I am a PhD candidate in the Department of Sociology at Indiana University. I received my M.A. in Sociology and M.S. in Applied Statistics from IU Bloomington and hold a B.A. in Global Studies and Spanish from Providence College.
My research lies at the intersection of gender, sexuality, race and sport. My dissertation uses the case study of former Division I NCAA college athletes’ transition out of college athletics to examine how race and sexuality impact a) the ways people hold themselves and others accountable for how they express their gendered selves. And b) when and under what conditions people reject previous gender socialization or use it to their advantage. I merge theories of race, culture, and gender to examine the ways whiteness shapes gender accountability across contexts, and how respondents use their cultural toolkits learned through college athletics to uphold this accountability. I focus on behaviors and attitudes associated with recreational sport, work, and family/romantic life.

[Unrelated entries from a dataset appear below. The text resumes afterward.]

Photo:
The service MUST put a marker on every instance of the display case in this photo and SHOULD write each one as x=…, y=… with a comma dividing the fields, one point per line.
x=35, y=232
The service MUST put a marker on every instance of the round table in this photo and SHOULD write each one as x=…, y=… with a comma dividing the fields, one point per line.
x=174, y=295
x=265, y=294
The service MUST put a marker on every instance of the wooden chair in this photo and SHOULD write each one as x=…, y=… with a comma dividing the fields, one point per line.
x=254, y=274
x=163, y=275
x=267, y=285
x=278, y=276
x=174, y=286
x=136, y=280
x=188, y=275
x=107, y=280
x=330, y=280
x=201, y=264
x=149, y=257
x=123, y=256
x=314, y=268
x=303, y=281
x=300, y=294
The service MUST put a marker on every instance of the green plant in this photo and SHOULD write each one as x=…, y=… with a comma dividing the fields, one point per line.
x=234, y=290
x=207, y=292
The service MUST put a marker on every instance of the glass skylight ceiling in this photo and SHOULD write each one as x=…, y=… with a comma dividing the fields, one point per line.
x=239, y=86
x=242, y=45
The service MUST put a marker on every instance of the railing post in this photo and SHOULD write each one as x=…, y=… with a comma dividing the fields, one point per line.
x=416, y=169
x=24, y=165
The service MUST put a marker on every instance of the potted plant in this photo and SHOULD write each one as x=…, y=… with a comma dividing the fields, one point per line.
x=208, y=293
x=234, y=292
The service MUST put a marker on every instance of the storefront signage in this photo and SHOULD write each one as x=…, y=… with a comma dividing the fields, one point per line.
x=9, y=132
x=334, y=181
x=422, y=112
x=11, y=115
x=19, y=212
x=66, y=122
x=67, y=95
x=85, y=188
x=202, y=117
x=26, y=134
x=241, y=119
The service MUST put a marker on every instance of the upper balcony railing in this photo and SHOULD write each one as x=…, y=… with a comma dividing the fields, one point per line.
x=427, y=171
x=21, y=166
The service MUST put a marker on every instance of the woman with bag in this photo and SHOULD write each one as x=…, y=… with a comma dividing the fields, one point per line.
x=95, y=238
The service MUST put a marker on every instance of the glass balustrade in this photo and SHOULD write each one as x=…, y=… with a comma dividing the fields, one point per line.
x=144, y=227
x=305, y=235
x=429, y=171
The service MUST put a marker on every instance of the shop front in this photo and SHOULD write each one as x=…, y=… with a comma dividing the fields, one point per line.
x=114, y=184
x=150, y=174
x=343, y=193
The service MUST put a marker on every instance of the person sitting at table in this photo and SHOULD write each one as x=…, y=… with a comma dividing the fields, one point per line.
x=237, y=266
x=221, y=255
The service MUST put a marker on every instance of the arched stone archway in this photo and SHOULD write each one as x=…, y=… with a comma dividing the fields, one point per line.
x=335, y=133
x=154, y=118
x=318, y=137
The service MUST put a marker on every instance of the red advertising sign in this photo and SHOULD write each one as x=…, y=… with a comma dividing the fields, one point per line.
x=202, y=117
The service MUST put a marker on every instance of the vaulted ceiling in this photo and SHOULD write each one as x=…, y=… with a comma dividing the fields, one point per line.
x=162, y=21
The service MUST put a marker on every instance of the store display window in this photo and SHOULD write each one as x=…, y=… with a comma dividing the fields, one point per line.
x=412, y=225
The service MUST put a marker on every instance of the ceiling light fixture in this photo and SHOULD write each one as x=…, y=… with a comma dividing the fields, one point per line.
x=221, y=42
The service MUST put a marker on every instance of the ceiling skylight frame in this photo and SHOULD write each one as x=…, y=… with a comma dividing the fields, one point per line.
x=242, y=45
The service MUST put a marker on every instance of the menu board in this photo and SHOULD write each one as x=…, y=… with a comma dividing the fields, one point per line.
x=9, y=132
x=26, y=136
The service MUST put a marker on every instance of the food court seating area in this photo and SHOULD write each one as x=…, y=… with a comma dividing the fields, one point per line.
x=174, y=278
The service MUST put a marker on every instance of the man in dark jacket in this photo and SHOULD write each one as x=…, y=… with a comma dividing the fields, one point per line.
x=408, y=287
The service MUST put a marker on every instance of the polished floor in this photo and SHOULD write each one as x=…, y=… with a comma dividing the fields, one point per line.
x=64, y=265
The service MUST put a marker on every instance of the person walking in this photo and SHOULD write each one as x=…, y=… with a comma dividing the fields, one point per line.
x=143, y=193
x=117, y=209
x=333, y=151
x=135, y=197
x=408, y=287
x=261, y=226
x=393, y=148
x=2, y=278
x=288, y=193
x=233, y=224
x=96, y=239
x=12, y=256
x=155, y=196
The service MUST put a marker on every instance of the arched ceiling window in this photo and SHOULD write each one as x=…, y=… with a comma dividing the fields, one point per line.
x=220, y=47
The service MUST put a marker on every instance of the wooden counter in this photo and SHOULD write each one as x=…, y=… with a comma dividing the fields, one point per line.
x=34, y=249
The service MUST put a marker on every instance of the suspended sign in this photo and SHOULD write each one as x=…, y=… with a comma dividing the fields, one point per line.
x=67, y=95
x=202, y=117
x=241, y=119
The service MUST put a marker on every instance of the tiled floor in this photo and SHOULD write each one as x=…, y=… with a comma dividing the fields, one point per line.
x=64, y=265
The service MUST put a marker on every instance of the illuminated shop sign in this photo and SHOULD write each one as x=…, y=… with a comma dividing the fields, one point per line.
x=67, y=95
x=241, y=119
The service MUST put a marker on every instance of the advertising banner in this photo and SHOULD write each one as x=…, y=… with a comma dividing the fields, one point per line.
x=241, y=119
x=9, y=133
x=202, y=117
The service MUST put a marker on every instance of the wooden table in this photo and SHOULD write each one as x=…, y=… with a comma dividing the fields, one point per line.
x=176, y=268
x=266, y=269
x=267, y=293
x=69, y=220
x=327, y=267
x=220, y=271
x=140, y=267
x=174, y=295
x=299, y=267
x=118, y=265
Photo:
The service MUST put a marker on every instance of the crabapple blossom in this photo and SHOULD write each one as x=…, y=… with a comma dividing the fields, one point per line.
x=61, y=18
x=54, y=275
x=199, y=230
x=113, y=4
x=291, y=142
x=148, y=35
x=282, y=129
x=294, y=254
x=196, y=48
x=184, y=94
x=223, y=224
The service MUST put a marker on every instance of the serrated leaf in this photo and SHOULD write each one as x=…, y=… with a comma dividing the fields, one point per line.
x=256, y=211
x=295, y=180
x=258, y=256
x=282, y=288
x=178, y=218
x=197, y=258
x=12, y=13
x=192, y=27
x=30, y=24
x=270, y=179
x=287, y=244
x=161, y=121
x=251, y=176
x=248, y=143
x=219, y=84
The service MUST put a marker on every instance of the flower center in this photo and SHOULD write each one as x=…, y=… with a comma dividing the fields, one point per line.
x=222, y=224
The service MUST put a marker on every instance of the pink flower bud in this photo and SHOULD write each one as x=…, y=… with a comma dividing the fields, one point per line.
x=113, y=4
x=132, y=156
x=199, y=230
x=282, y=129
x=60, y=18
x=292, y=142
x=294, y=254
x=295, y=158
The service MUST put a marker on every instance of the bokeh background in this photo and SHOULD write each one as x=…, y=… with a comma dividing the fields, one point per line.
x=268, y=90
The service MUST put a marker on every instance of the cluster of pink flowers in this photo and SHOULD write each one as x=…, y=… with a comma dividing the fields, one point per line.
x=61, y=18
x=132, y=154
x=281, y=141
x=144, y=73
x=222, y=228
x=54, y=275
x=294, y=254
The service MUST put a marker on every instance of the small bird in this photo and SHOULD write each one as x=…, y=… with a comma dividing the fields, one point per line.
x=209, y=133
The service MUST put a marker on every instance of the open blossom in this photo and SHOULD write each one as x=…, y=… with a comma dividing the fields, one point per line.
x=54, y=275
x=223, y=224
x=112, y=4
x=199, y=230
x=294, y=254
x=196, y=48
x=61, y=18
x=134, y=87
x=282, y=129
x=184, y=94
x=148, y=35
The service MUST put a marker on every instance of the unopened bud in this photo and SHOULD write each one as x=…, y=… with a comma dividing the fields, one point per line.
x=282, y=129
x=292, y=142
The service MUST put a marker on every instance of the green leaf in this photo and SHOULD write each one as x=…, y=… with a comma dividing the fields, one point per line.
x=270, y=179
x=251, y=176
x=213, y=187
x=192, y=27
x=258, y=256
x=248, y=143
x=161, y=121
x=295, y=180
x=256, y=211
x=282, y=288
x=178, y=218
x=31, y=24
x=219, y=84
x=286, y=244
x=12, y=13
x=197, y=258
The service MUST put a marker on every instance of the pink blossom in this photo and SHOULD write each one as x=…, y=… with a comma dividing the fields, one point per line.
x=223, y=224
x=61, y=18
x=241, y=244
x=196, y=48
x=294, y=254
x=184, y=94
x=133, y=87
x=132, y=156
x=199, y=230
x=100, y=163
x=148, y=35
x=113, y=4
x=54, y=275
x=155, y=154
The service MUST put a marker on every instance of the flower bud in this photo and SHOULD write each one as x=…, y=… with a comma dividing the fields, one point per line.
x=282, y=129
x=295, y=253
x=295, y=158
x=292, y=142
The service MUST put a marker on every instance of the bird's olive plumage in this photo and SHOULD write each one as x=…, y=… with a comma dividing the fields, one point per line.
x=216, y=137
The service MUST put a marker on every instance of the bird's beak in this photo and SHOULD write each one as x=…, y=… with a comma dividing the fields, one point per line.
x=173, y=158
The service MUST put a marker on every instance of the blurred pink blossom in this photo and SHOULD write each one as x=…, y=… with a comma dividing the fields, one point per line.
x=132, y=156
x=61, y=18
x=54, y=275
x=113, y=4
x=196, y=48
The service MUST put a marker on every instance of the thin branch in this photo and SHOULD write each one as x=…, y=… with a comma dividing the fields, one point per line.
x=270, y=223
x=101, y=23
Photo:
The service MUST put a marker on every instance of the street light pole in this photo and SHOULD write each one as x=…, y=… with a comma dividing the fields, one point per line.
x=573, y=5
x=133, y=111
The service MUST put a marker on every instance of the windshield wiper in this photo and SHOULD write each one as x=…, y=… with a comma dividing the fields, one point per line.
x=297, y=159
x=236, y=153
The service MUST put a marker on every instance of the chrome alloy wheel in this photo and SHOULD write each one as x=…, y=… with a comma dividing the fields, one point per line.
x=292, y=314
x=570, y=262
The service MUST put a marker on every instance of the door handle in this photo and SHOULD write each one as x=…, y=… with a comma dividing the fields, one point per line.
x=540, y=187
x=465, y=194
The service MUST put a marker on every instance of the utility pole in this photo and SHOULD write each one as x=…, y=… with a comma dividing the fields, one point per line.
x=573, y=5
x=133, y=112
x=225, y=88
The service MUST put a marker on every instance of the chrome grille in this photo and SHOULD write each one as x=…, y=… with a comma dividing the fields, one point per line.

My theoretical interests and collaborative work involve an array of methodological approaches including: in-depth qualitative interviews, secondary data analysis, and experiments (online and field). These projects include: A large-scaled research project involving survey experiments and an audit study, which seeks to uncover the mechanisms that produce socioeconomic disadvantage among Asian and Asian American workers in the United States (PI: Stephan Benard). A second study (Co-PI with Pamela Braboy Jackson) uses data from the National Longitudinal Study of Adolescent to Adult Health to examine how role sequencing of women (sequence of education, entering into the labor force, marriage, motherhood) impacts various health and economic outcomes and if these outcomes vary by race.